Un prezioso parato ricamato su seta a Catanzaro intorno alla seconda metà del Settecento è stato ritrovato nella chiesa San Francesco a Ripa, nel quartiere Trastevere a Roma, sede della celebre scultura del Bernini dedicata alla Beata Ludoovica Albertoni. Autore della eccezionale scoperta il noto storico dell’arte, prof. Gianfrancesco Solferino, responsabile del complesso monumentale della chiesa romana, che nei giorni scorsi ha incontrato nel capoluogo calabrese l’assessore alla cultura Sinibaldo Esposito.

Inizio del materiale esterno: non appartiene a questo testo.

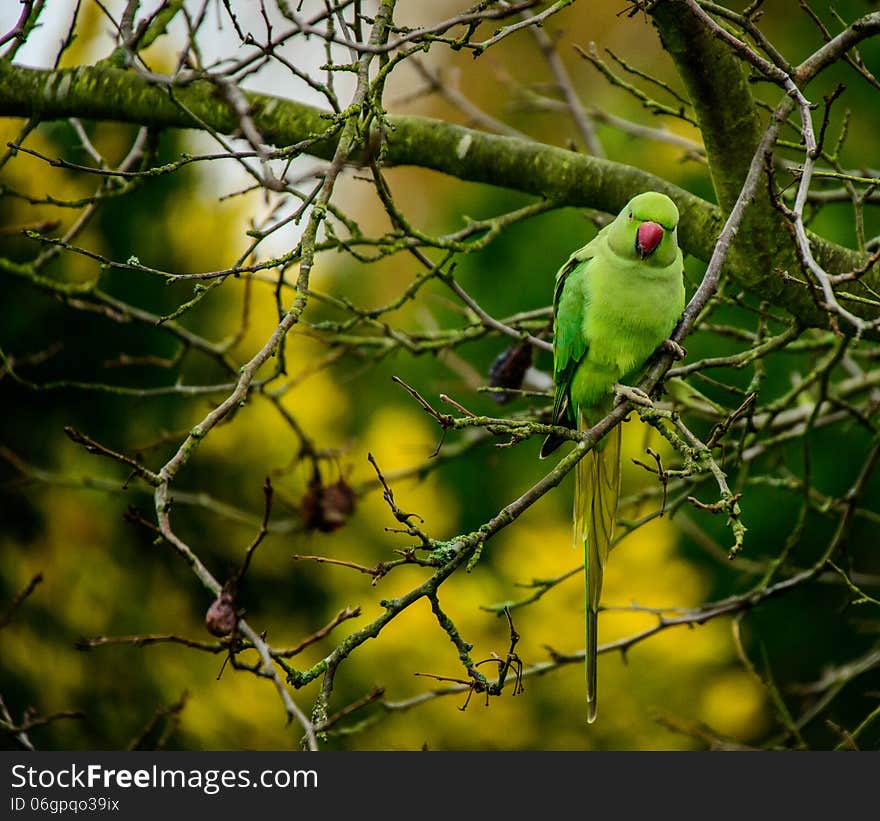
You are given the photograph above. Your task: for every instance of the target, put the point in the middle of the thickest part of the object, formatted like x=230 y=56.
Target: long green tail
x=597 y=488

Recuperare e restaurare tutte le produzioni seriche prodotte nella città di Catanzaro e sparse in tutta la regione Calabria, in Italia e forse addirittura all’estero è la volontà espressa dall’assessore Esposito e condivisa dal professore Solferino, che sin da ora cominceranno a lavorare in tale direzione. Il fine è quello di arricchire, con tutte le opere sparse per il resto della regione e del Paese, il patrimonio artistico e culturale catanzarese che oggi potrebbe risultare, alla luce di quanto scoperto, orfano di molte sue creazioni.

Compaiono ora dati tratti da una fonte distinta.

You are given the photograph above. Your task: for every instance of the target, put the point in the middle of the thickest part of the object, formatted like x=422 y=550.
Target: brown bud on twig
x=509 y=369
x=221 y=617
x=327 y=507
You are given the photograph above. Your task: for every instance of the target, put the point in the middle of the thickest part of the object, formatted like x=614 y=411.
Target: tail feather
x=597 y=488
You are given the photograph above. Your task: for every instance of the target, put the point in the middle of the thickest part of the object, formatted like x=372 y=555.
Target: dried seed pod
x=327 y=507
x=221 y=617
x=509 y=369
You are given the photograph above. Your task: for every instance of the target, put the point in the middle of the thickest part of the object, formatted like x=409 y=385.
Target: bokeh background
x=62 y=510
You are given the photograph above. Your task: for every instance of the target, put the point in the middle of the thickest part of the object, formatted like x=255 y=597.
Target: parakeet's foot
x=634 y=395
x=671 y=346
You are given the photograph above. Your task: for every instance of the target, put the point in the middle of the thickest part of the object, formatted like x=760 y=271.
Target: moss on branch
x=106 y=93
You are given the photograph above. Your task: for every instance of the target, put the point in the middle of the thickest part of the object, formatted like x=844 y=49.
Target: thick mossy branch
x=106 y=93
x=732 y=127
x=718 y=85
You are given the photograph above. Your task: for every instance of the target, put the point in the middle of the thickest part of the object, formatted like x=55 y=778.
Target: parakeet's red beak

La recente scoperta del professore Solferino nella chiesa San Francesco a Ripa ha, infatti, aperto la strada alla concreta ipotesi che tanti altri potrebbero essere i parati liturgici catanzaresi sparsi per il mondo. L’assessore Esposito è deciso ad andare fino in fondo, percorrendo la strada tracciata dallo storico dell’arte che potrebbe portare alla luce nuove scoperte “made in Catanzaro” , non a caso chiamata anticamente la “città della seta” , luogo in cui, per la prima volta in Italia, si iniziò a coltivare il gelso e il baco da seta intorno all’XI secolo. Con diploma regio del 30 marzo 1519, fu secoli dopo concesso alla città il Consolato dell’arte della seta, il primo nel regno dopo quello di Napoli fondato nel 1465.
E’ grazie all’abilità e all’intuito del professore Solferino, di origine calabrese, che si è giunti a dare una paternità all’opera. Da responsabile del complesso monumentale romano, si è ritrovato ad analizzare tutte le opere presenti nell’edificio sacro di Trastevere, accorgendosi immediatamente che il parato in questione non poteva essere di manifattura romana. Nel 1999, il professore Solferino a Catanzaro visitò una mostra curata da Oreste Sergi, rimanendo molto colpito dalla straordinaria bellezza dei parati in esposizione. Qualche anno dopo, nel 2001, riprendendo in mano il parato presente nella chiesa di San Francesco a Ripa, notò una forte similitudine stilistica con le opere osservate in occasione della mostra di Oreste Sergi. Tale intuizione lo portò, dopo qualche tempo e dopo che l’opera fu candidata al restauro per un’importantissima mostra che si teneva a Roma, a confrontarsi nuovamente con Sergi sull’ipotesi che quell’opera potesse essere stata creata a Catanzaro. Dopo lunghi e accurati studi, è recentemente giunta l’attribuzione ufficiale dell’opera a Catanzaro.
Il parato, oggetto dell’incontro tra Esposito e Solferino, giunse a Roma nel 1810 grazie alla donazione fatta da una monaca concezionista di origine calabrese, suor Emanuela Caravita, che probabilmente ne curò anche il primo restauro. Questa opera si distingue dalle altre non solo per motivi estetici e formali, ma soprattutto per la ricchezza iconografica e iconologica che racchiude nel fitto addensarsi dei suoi ricami.
Quel che sembra una casuale rappresentazione di fiori tratti da un erbolario antico e ricamati in successione, corrisponde invece alla sistematica descrizione del privilegio dell’Immacolata Concezione attraverso l’accostamento forbito di simboli, frutti e specie floreali. Il vaso-fontana posto alla base del disegno, allusione alla Vergine “dimora di Dio”, e “fonte della Grazia di divina”, contiene tre rose, chiaro riferimento alla Trinità. La sovrastante conchiglia, ricamata a forte rilievo con i filati d’oro, risponde invece al simbolo della verginità feconda della Madonna, all’interno della quale sono poste le prugne viola, immagine della fedeltà che resiste anche nella dimensione del dolore. Le violette, trapunte sulla parte sommitale, inneggiano all’umiltà e alla penitenza mentre la campanula, fiore resistente anche nella forte siccità, richiama il valore cristiano della tenacia e della perseveranza nella prova. Un piccolo capolavoro, testimonianza dell’arte serica che rese Catanzaro famosa nei secoli scorsi e che oggi l’Amministrazione comunale intende riscoprire e valorizzare.